En realidad el tema abarca más que el acuífero Silala y que deliberadamente ignora Chile. Los reclamos de Bolivia deben contemplar, además, el desvío del río Lauca, ya que ambos recursos tendrán una gravitación geopolítica muy sensible a corto plazo, debido a una serie de factores que tienen que ver con el valor estratégico del agua dulce. Los desafíos para un mejor aprovechamiento y gestión del agua obligan a definir estrategias de adaptación para un efectivo desarrollo sostenible. No podrá ignorarse en la CIJ que existe preocupación en los organismos internacionales por los riesgos de escasez del líquido elemento en el mundo. Hoy en día, 1.600 millones de personas viven en regiones donde la escasez de agua es absoluta, y se estima que esta cifra aumentará a 1.800 millones hasta el año 2025.

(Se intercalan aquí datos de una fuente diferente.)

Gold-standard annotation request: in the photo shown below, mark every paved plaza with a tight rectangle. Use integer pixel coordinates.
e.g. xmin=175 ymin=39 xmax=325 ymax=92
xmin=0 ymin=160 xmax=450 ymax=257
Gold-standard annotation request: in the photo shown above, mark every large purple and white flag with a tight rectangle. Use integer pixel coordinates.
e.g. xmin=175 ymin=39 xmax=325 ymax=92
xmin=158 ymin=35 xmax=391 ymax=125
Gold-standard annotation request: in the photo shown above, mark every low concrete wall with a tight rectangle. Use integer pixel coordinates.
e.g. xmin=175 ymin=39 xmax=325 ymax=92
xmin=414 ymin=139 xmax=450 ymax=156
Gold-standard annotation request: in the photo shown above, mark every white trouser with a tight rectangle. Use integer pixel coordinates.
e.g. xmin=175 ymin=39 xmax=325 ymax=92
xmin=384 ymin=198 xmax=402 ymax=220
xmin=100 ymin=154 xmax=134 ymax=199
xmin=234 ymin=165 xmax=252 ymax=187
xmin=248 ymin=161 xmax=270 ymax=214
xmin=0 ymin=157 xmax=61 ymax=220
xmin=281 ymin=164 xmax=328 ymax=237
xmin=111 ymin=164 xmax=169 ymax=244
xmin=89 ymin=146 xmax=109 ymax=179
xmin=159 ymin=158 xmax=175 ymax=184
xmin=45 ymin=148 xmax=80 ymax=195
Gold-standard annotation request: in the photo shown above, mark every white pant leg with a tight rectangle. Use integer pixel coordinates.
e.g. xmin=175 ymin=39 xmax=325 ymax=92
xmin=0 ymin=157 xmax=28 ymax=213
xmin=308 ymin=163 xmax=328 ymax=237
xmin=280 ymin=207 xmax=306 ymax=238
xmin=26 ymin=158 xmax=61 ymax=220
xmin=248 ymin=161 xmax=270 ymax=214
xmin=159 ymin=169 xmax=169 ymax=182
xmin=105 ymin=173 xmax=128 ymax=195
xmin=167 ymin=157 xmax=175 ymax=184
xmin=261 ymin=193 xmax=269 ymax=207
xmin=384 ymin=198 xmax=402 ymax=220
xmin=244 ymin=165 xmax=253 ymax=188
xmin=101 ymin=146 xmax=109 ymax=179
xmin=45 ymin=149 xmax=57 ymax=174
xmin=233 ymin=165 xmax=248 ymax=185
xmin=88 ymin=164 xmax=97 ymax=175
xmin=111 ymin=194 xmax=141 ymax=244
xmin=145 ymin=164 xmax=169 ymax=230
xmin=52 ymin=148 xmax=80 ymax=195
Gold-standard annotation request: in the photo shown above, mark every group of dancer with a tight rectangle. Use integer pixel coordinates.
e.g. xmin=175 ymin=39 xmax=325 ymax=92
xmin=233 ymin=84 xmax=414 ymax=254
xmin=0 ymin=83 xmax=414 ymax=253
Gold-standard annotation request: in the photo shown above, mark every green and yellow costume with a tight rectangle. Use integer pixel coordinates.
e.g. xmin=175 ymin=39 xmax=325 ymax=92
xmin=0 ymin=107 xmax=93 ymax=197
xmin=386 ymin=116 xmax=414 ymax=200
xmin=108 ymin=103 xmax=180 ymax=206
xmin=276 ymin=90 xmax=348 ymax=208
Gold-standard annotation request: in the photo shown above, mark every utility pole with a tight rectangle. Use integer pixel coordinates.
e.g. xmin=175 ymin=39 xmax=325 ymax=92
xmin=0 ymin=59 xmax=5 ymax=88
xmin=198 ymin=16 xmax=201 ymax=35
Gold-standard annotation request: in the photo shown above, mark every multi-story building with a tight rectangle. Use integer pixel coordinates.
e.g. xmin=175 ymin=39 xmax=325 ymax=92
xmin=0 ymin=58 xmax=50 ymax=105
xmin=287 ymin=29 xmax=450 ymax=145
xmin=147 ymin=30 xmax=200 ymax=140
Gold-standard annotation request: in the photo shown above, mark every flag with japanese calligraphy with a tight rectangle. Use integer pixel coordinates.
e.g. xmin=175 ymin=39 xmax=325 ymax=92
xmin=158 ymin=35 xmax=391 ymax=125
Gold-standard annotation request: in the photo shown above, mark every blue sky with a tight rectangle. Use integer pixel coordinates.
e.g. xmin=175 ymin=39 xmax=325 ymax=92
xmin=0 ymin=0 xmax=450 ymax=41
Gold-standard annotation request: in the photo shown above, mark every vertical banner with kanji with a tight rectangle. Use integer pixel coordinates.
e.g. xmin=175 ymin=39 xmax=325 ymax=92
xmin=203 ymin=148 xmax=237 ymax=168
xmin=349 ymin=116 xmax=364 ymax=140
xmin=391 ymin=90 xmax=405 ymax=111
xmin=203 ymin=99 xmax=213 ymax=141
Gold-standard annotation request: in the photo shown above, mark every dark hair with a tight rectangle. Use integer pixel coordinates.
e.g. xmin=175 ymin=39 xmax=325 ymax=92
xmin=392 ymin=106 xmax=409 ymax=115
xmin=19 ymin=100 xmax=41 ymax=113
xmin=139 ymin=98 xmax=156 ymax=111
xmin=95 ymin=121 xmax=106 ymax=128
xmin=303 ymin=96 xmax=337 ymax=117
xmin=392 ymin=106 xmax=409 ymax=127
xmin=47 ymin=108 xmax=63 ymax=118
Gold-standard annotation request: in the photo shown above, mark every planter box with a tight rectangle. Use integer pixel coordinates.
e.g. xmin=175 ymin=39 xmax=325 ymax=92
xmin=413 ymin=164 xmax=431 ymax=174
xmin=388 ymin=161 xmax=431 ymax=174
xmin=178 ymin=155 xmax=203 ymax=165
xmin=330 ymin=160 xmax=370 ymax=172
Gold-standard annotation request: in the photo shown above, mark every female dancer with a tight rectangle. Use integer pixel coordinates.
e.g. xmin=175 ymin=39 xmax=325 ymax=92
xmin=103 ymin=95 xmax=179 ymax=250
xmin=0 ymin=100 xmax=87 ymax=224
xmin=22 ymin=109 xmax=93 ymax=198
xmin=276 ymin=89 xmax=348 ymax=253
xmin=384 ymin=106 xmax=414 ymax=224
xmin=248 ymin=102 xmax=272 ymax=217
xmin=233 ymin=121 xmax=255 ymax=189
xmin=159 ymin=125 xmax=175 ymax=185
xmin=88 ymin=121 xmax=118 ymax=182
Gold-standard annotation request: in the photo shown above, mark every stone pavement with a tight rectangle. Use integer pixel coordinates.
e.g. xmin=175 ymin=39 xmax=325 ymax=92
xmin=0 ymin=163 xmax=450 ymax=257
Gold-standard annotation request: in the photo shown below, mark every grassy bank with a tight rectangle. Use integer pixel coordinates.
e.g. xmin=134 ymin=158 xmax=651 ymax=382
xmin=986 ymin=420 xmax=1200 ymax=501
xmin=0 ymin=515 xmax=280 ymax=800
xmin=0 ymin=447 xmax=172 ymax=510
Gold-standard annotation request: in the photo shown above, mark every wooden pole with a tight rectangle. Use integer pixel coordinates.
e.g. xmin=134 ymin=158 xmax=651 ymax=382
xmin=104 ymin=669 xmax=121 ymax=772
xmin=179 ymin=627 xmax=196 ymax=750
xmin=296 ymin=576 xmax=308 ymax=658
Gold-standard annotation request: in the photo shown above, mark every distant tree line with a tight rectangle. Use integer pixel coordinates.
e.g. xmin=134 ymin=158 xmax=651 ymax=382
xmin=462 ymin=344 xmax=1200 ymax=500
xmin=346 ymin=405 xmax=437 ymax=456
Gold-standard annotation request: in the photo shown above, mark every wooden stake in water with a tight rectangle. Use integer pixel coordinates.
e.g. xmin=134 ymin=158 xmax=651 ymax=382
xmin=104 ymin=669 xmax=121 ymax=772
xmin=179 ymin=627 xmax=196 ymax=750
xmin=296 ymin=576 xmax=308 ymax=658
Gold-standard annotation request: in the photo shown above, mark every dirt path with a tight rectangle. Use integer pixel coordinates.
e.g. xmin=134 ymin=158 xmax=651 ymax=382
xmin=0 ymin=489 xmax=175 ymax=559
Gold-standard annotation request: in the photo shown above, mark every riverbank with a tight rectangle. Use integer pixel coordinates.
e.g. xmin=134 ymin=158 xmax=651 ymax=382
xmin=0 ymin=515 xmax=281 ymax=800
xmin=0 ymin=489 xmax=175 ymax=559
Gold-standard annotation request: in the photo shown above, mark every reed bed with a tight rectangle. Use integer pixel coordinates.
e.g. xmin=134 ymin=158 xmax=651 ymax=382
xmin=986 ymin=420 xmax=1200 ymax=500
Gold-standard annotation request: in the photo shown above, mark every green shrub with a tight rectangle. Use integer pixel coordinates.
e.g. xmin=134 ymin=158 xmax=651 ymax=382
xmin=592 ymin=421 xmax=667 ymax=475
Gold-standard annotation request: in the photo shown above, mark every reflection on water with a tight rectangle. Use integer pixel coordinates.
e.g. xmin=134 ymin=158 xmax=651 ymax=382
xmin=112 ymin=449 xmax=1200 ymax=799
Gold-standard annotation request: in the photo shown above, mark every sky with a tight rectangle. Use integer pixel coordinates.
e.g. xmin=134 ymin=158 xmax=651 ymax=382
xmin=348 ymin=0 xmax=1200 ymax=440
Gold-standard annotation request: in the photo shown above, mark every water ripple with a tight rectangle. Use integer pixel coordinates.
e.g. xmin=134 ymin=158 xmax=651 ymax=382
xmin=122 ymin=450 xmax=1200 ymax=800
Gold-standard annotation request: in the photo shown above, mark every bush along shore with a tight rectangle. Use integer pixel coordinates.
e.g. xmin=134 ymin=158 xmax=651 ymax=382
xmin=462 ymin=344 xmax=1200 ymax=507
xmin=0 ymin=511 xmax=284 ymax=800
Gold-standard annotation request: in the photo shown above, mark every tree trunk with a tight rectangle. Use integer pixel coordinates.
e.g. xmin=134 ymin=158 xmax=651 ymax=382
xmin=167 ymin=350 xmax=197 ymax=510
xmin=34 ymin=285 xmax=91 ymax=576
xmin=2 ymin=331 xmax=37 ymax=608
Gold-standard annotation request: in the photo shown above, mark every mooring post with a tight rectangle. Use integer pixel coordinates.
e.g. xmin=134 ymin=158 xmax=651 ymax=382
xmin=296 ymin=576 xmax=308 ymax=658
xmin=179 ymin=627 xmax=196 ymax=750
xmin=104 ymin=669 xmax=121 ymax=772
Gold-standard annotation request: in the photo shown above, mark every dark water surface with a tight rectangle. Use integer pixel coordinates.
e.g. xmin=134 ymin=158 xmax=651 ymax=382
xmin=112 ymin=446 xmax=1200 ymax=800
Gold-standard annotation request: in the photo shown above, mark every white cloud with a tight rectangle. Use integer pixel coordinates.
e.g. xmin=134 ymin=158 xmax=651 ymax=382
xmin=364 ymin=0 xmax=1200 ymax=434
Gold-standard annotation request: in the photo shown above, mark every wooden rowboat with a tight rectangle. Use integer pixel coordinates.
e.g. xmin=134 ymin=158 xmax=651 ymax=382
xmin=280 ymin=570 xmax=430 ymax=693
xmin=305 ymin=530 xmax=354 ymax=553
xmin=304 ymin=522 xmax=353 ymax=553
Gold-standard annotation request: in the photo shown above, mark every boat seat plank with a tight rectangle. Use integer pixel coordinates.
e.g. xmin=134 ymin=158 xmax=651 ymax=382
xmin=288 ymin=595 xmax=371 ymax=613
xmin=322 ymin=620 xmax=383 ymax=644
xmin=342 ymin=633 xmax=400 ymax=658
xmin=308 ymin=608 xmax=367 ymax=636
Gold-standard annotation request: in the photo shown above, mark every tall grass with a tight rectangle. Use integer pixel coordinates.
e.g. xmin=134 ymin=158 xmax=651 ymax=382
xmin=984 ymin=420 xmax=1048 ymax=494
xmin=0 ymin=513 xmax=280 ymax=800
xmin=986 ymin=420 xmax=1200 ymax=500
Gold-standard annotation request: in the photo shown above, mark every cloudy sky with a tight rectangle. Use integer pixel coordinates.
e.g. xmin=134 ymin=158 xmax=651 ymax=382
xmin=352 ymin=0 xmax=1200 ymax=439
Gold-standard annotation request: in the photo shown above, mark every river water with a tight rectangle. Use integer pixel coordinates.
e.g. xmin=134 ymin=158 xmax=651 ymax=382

Esta realidad hace que el agua dulce sea cada vez más valorada y Bolivia tiene la obligación de velar por sus recursos naturales y el deber de defenderlos, pensando tanto en su aprovechamiento racional, como por la necesidad de ajustar su uso a las pautas y acciones para combatir el cambio climático y proteger el medio ambiente. Chile utiliza las aguas del Silala y del Lauca para la minería y el riego de campos que producen productos transgénicos. Ese país tiene el derecho soberano de hacerlo, pero no con aguas bolivianas desviadas de manera artificial y en forma abusiva. Esperemos que esta vez la misión boliviana ante La Haya exponga adecuadamente los argumentos jurídicos y los estudios sobre la naturaliza y origen del Silala y la forma abusiva como Chile desvió el curso del río Lauca.

Estudios especializados de organismos internacionales, instituciones científicas, universidades y movimientos ambientalistas coinciden en que el tema del agua es cada vez más delicado, y por sus implicancias naturales, puede convertirse en un controvertido problema socio político geográfico.

Datos provenientes de entidades internacionales especializadas, señalan que cada año mueren más de 11 millones de personas en el mundo, por falta de agua o por enfermedades transmitidas por el agua. 300 millones de personas en el mundo, sufren de múltiples dolencias como la tifoidea, el paludismo, la fiebre amarilla, la malaria, el dengue y muchas enfermedades más, debido al consumo de agua contaminada.

En medio de un panorama tan sensible se deja ver con cierta crueldad la negligencia humana, cuyo descuido e indolencia hace que el agua esté mal cuidada y distribuida. En la mayoría de los países del mundo que cuentan con adecuada provisión del vital líquido, ésta se desparrama, se tira, se desperdicia, se dejan abiertos los caños. Asimismo, cada vez más represas capturan las aguas de los ríos, secan los pantanos, los humedales y hasta los manglares, lugares donde nació la vida. Es lamentable comprobar que ante los anuncios de una posible crisis de abastecimiento de agua, hay países que tiene pensado acaparar el volumen de agua de su vecino o vecinos, habiendo optado por armarse hasta los dientes, en indudable actitud belicosa para apropiarse del agua del vecino en detrimento del país agredido. La CIJ tiene que valorar esta realidad.